Thanksgiving is on Nov. 28 this year, a serendipitous number because it is the same date of Truman Capote’s magnificent Black and White Ball held just after Thanksgiving in 1966. A masquerade ball for 550 of his closest friends, the country’s most influential players from all arenas were announced like royalty as they entered the ballroom at the Plaza Hotel.
Among them was Babe Paley, wife of the powerful head of CBS, William Paley, and confidante, best friend and most fervent cheerleader of Truman Capote. She called him her True Heart. That is, until he wasn’t. In “The Swans of Fifth Avenue” (Delacorte, 2016) Melanie Benjamin fictionalizes the account of Capote’s rise among the five beautiful socialites he called his swans, Babe Paley, Gloria Vanderbilt, Slim Keith, C.Z. Guest and Gloria Guinness, and the actions that ultimately resulted in his fall from grace.

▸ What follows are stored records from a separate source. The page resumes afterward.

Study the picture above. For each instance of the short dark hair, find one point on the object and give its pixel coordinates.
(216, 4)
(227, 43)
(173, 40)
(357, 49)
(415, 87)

Giving her characters depth through stream of consciousness, Benjamin builds a fictional narrative that delves deeply into the psychological workings of New York’s most powerful elite of the time. Capote’s mental notes on the secrets and frailties of each of the swans were eventually translated into a collection of stories, the first of which was “La Cote Basque, 1965,” signaling Capote’s undoing. He dared to publish their dirty laundry in a thinly disguised plot. Babe went to her grave having never spoken to him again.
For someone who grew up reading about these captivating women in Town and Country or Vogue magazines, Benjamin paints a very compassionate picture of the tribulations their seemingly flawless lives entailed. Capote’s aspiration for fame is also painted with a sympathetic brush dipped in a childhood longing for motherly love. To the younger generation, this may be like reading a Victorian novel in which society lives were kept strictly private and scandal avoided at all costs, although the Black and White Ball itself ushered in today’s celebrity media love affair with Instagram and Twitter.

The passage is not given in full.